Por P. Prisciliano Hernández Chávez, CORC.

En una historia prehispánica se recuerda a los difuntos como recuerdo de una tradición que se ha convertido en folklor.

Está bien recordar a nuestros difuntos. La Iglesia lo hace a través de la liturgia, ‘lex orandi lex credendi’, lo que oramos es lo que creemos, en el horizonte de la escatología, de lo que acontecerá al final de nuestra vida, después de esta vida.

Orar por los difuntos es tradición antigua, porque continúan los vínculos afectivos con los seres queridos, compañeros de la vida, oramos por ellos en atención a su situación última en Cristo y por Cristo resucitado, nuestro Intercesor, quien prolonga su vida intercesora en la Iglesia.

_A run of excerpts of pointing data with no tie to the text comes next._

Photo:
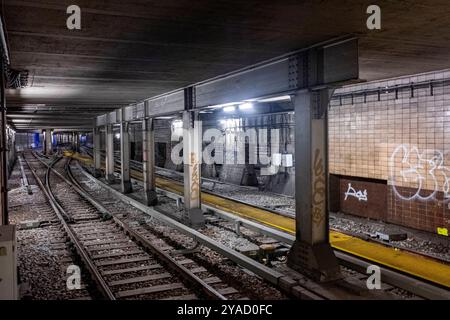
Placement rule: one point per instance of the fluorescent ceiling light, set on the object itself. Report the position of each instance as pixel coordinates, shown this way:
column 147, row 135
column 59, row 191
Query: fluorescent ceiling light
column 177, row 124
column 229, row 109
column 274, row 99
column 246, row 106
column 222, row 105
column 164, row 118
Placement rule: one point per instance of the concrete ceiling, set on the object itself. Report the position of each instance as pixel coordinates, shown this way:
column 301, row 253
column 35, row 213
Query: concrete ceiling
column 130, row 50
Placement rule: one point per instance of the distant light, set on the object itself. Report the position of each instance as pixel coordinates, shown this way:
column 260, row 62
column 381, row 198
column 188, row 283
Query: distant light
column 177, row 123
column 164, row 118
column 216, row 106
column 274, row 99
column 246, row 106
column 229, row 109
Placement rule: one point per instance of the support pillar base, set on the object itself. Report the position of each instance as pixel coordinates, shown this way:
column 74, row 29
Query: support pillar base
column 316, row 261
column 110, row 178
column 97, row 173
column 194, row 218
column 126, row 187
column 151, row 198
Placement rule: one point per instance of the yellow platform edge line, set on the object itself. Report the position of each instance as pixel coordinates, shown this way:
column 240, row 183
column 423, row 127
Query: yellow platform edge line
column 404, row 261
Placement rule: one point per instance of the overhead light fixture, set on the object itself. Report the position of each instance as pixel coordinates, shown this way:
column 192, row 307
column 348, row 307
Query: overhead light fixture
column 177, row 123
column 216, row 106
column 164, row 118
column 246, row 106
column 229, row 109
column 275, row 99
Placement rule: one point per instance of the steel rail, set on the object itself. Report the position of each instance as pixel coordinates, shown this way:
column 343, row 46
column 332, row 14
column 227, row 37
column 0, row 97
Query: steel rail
column 170, row 262
column 409, row 283
column 107, row 293
column 282, row 281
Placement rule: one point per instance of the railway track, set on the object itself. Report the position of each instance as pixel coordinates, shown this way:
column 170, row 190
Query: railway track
column 123, row 263
column 412, row 284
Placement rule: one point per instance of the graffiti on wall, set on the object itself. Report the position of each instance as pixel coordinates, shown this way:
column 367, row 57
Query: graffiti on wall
column 318, row 197
column 423, row 172
column 360, row 195
column 195, row 187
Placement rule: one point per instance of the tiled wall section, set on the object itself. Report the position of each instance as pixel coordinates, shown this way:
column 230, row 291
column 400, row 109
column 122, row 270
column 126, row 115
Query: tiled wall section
column 404, row 140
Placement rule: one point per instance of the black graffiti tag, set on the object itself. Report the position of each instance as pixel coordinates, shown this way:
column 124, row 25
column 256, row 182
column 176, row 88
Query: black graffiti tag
column 318, row 196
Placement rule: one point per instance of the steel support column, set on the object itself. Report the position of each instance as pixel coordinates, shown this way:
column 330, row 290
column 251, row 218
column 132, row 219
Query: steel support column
column 48, row 142
column 125, row 157
column 109, row 151
column 97, row 154
column 3, row 152
column 148, row 154
column 312, row 252
column 192, row 153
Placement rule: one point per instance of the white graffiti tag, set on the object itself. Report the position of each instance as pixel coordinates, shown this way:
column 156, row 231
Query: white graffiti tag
column 423, row 173
column 360, row 195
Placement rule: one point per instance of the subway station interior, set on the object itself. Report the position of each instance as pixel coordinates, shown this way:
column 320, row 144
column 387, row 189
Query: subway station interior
column 225, row 150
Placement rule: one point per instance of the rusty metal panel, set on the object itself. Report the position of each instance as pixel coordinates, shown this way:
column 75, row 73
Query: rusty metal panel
column 340, row 62
column 101, row 120
column 166, row 104
column 128, row 113
column 253, row 83
column 112, row 117
column 139, row 111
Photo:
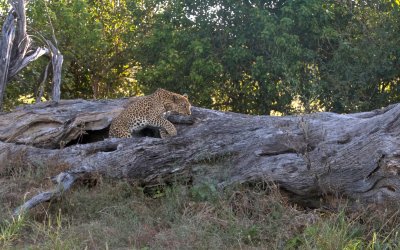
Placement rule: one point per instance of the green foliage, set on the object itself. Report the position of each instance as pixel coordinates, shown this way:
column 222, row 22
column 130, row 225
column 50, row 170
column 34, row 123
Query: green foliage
column 246, row 56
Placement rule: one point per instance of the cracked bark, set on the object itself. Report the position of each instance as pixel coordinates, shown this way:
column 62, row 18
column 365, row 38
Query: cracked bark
column 354, row 155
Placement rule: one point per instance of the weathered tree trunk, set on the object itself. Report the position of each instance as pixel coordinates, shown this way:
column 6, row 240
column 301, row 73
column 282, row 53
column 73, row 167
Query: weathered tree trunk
column 355, row 155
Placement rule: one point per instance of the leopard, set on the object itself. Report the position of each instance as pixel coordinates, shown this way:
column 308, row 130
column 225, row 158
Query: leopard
column 150, row 111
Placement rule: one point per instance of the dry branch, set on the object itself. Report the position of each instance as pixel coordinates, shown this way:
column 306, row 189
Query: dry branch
column 17, row 50
column 355, row 155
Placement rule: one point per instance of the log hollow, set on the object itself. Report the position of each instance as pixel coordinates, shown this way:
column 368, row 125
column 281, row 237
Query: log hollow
column 351, row 155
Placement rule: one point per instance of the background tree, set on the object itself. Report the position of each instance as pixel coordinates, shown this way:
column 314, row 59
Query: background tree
column 257, row 57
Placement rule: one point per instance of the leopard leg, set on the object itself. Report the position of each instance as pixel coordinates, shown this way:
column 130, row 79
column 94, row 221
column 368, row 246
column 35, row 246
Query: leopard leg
column 167, row 129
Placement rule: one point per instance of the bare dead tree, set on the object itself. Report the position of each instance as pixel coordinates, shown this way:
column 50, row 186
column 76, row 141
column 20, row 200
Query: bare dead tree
column 17, row 50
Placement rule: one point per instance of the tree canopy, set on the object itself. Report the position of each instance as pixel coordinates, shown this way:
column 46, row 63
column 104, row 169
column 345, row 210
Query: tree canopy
column 256, row 57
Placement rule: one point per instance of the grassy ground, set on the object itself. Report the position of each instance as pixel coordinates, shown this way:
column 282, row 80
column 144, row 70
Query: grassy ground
column 116, row 215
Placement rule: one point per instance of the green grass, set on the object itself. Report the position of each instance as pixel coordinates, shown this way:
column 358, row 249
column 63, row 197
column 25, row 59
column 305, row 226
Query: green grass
column 117, row 215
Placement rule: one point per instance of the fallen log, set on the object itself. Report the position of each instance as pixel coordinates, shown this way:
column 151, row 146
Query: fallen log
column 352, row 155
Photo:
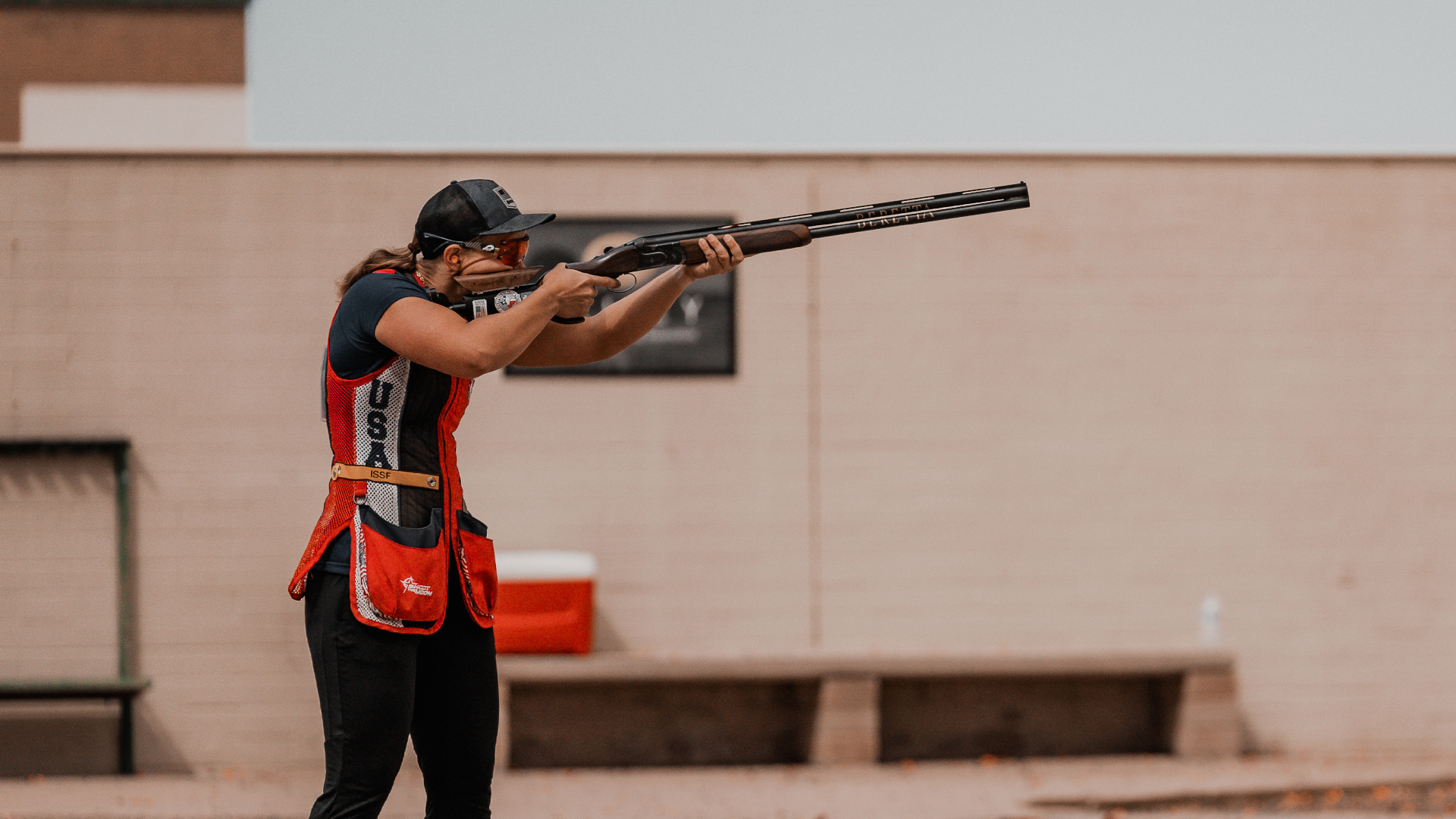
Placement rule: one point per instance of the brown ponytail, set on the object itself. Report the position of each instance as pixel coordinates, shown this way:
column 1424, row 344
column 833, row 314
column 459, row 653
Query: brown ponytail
column 382, row 259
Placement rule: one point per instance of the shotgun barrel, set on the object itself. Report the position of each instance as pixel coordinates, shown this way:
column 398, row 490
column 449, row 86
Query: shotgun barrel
column 762, row 237
column 858, row 213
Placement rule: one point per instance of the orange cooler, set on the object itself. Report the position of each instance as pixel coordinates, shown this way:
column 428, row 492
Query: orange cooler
column 544, row 605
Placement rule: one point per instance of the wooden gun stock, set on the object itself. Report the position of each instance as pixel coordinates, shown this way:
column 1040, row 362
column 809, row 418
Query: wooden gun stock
column 764, row 241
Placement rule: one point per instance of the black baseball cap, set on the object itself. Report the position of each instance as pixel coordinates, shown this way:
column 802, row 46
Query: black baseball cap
column 469, row 209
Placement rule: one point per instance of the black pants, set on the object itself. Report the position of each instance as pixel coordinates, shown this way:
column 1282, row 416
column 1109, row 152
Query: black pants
column 378, row 689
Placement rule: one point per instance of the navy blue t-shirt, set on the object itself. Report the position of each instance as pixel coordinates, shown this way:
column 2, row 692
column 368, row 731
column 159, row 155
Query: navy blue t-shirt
column 356, row 353
column 353, row 349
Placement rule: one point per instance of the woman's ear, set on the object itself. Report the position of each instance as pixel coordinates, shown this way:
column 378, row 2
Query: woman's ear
column 452, row 257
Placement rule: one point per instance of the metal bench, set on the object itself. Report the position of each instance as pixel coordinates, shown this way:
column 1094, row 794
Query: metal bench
column 124, row 689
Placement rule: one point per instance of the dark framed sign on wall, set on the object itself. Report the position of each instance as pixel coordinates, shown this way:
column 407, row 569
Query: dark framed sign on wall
column 695, row 337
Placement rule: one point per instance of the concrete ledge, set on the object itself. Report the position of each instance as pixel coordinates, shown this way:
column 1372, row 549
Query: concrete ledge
column 848, row 717
column 609, row 667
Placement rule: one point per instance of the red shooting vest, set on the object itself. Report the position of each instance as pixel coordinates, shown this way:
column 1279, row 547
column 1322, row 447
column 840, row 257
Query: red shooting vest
column 403, row 417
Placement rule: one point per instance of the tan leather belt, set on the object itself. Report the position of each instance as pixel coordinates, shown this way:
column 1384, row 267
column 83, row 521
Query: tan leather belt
column 351, row 472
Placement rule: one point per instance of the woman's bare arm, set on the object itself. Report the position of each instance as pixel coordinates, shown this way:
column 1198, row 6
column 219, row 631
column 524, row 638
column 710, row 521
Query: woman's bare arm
column 438, row 338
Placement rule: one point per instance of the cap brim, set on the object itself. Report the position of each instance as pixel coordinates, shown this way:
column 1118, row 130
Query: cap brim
column 523, row 222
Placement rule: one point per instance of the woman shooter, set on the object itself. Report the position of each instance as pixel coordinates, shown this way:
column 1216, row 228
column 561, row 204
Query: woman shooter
column 400, row 577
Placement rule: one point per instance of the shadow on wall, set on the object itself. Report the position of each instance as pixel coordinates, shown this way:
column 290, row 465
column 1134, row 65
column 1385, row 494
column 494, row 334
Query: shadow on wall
column 80, row 739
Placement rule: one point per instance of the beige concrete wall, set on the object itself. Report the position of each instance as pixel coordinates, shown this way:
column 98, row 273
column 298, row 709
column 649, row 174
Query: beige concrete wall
column 1056, row 428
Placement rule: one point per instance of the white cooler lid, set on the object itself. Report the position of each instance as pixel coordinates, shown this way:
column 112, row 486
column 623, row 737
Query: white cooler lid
column 545, row 564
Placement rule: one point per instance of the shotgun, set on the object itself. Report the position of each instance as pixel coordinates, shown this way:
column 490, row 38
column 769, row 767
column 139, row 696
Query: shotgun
column 495, row 292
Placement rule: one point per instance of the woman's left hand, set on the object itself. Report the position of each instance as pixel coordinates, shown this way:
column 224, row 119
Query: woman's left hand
column 720, row 256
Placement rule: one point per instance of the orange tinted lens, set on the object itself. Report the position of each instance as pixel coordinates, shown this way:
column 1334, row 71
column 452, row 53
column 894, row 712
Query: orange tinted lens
column 513, row 249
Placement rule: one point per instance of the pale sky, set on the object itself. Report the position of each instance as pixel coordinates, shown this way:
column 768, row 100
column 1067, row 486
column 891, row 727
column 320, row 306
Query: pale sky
column 1238, row 76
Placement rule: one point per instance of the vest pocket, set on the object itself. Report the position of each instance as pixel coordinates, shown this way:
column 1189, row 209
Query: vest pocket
column 476, row 563
column 406, row 569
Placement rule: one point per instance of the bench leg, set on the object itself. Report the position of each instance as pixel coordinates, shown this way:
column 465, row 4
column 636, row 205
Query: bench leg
column 846, row 727
column 126, row 745
column 1207, row 716
column 503, row 733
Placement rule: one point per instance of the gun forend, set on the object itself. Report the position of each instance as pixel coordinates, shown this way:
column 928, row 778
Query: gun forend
column 762, row 241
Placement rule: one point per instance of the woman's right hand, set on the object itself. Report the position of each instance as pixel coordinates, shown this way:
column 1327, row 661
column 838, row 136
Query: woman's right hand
column 574, row 290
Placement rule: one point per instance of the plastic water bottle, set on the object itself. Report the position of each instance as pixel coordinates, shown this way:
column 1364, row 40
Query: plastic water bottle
column 1210, row 620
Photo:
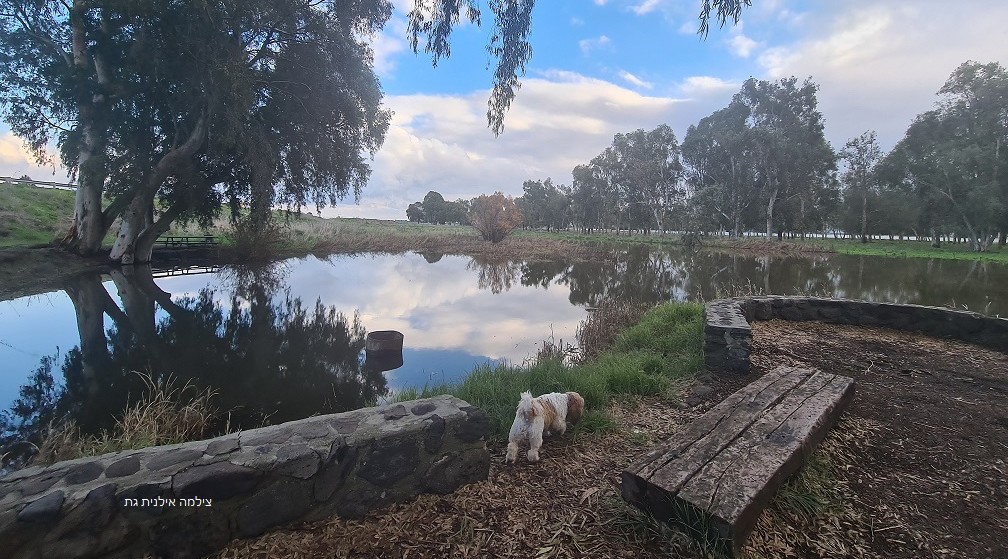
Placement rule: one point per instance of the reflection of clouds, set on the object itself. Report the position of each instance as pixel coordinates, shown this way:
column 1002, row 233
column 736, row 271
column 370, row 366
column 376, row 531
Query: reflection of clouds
column 438, row 306
column 497, row 275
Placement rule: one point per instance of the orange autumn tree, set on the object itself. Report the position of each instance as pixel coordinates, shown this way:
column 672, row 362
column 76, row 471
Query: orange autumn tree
column 495, row 217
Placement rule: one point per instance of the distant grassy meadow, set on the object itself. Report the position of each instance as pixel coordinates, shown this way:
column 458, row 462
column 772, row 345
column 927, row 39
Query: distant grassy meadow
column 31, row 218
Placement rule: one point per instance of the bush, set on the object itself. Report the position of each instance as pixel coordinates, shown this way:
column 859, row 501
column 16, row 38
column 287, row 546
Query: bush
column 495, row 217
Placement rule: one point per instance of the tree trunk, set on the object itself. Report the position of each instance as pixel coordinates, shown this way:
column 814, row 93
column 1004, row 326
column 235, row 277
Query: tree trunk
column 89, row 228
column 864, row 216
column 769, row 215
column 136, row 221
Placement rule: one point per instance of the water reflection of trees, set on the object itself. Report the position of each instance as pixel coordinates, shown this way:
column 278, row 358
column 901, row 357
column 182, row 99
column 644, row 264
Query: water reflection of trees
column 653, row 275
column 494, row 273
column 269, row 357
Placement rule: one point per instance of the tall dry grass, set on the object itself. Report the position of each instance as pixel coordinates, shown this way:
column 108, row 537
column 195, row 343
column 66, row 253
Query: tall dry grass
column 164, row 414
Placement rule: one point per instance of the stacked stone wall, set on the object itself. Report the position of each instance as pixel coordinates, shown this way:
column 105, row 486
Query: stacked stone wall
column 192, row 499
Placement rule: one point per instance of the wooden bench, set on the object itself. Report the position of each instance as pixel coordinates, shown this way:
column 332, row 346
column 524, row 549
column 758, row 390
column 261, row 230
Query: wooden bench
column 715, row 476
column 185, row 242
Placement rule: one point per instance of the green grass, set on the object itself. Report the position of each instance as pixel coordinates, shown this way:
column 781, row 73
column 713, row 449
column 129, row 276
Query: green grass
column 31, row 217
column 647, row 359
column 911, row 249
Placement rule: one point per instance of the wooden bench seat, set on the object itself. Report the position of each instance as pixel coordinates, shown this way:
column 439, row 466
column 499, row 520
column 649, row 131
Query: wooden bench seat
column 715, row 476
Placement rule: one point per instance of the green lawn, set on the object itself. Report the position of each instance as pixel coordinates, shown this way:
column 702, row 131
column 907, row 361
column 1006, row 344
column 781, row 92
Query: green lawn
column 33, row 217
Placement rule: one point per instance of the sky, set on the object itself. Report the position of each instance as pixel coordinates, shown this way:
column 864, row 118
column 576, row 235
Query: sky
column 604, row 66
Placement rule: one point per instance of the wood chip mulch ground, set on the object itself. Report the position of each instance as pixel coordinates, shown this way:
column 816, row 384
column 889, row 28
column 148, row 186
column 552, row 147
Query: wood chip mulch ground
column 916, row 468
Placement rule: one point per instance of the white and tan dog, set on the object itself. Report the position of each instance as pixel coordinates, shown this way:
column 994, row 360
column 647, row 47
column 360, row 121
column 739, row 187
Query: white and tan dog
column 538, row 416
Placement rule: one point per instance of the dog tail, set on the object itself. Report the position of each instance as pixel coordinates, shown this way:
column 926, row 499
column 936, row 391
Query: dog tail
column 576, row 407
column 525, row 405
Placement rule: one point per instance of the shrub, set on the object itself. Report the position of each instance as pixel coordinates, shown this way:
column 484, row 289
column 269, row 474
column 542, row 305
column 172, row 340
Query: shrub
column 495, row 217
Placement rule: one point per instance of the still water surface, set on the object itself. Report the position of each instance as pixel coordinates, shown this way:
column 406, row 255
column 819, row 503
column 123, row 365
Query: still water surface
column 286, row 341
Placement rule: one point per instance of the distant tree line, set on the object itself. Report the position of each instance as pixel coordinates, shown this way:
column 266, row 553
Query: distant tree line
column 494, row 216
column 762, row 164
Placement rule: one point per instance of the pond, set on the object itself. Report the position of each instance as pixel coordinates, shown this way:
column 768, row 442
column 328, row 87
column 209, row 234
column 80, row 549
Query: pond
column 285, row 341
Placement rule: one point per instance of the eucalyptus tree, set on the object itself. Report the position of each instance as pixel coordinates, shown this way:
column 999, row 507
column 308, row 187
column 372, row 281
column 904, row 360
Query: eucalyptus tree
column 193, row 104
column 955, row 155
column 587, row 201
column 791, row 154
column 718, row 154
column 862, row 155
column 649, row 169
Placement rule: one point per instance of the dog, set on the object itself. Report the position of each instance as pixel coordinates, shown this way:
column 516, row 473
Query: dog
column 538, row 416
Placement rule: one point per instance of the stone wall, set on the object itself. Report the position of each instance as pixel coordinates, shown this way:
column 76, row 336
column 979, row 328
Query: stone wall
column 728, row 335
column 189, row 500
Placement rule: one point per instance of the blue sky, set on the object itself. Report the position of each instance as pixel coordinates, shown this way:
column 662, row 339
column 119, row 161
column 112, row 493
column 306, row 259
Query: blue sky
column 604, row 66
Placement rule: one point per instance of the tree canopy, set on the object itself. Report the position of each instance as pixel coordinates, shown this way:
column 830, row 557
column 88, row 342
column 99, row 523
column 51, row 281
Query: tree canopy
column 171, row 111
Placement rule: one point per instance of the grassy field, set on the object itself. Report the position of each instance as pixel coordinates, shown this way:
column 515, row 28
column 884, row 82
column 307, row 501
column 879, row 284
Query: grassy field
column 657, row 356
column 32, row 217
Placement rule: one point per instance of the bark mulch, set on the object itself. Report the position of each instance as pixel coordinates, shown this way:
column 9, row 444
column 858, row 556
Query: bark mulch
column 916, row 468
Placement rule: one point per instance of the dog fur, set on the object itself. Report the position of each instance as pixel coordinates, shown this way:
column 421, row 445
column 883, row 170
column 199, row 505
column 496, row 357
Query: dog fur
column 540, row 416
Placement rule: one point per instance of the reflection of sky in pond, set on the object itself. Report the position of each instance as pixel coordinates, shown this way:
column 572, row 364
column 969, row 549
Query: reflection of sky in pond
column 450, row 324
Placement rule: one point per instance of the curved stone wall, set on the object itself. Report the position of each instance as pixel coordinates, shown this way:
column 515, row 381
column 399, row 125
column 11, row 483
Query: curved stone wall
column 728, row 334
column 189, row 500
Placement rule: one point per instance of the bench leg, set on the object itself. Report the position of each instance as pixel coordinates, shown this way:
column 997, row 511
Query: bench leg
column 512, row 452
column 534, row 443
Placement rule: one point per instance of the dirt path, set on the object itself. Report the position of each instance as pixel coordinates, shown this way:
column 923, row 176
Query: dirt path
column 918, row 467
column 932, row 472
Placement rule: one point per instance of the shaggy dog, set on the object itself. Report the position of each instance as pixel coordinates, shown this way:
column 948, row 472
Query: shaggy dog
column 537, row 416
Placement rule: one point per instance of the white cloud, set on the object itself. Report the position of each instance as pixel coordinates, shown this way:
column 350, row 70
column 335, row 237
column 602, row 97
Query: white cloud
column 388, row 43
column 633, row 80
column 559, row 119
column 645, row 7
column 588, row 45
column 740, row 44
column 707, row 85
column 16, row 160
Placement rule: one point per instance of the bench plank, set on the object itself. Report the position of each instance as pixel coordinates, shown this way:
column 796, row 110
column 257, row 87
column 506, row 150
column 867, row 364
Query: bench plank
column 718, row 474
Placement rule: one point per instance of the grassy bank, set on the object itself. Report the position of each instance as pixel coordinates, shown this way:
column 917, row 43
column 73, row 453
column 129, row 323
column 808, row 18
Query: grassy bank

Así consideramos con la fe de la Iglesia que los que mueren en gracia y en amistad con Dios, pero que no vivieron una caridad perfecta, necesitan de una purificación para obtener la santidad necesaria para entrar en la alegría eterna del cielo o participar plenamente del ser divino en comunión.

En esta perspectiva hemos de atender a la centralidad del tema de la resurrección de Jesús. ‘Cristo murió por nuestros pecados según las Escrituras, y que fue sepultado, y que resucitó al tercer día según las Escrituras (1Cor 15, 3-4).

De la realidad de la resurrección de Jesús expresada por la predicación de los Apóstoles y de la fe de los cristianos depende de este acontecimiento: ‘Si Cristo no resucitó, vana es nuestra predicación, vana es la fe de ustedes’ (1Cor 15, 14).

Por eso Jesús es ‘la resurrección y la vida’ (Jn 11, 25). ‘Cristo ha resucitado de entre los muertos, como primicia de los que duermen’ (1Cor 15,20). Él nos antecede, ‘es el principio, el primogénito de entre los muertos’ (Col 1, 18).

San Pablo VI en su extraordinario y luminoso ‘Credo del Pueblo de Dios’, nos dice con palabras señeras que ‘la fórmula de la tradición inmortal de la Santa Iglesia de Dios’ que lo es el Credo Niceno Constantinopolitano, nos asegura y concluye ‘esperamos la resurrección de los muertos’.

La resurrección de Cristo es causa de la nuestra, de nuestra resurrección futura.

Ya nuestra resurrección sacramental se ha da en el bautismo; por él muere ‘el hombre viejo’ y resucita ‘el hombre nuevo’.

Nacemos de nuevo por el agua y el Espíritu Santo (cf Jn 3, 5).

San León Magno nos lo recuerda en el bautisterio de la Basílica de San Juan de Letrán y Catedral del Papa: ‘La madre Iglesia da a luz por el agua a los nacidos con parto virginal, que concibe por inspiración de Dios’,- Virgineo foetu genitrix Ecclesia natos quos spirante Deo concipit, amne parit.

El bautismo nos introduce en la Iglesia y realiza esa comunión de resucitados entre sí y con Cristo resucitado, vitalmente unidos a él.

Por eso no se trata de un acontecimiento individual, sino maravillosamente eclesial. A través del bautismo, sacramento de resurrección, ‘estaremos siempre con el Señor’ (1 Tes 4, 16).

Esta es nuestra esperanza ‘los que murieron en Cristo, resucitarán’ (1Tes 4, 16).

Así que en esta ‘Conmemoración litúrgica de los fieles difuntos’ en el 2 de noviembre, nos tiene que dar la seguridad y el gozo de nuestra esperanza, que Tertuliano formulaba con energía, ‘La esperanza de los cristianos es la resurrección de los muertos; creyéndola, somos (cristianos).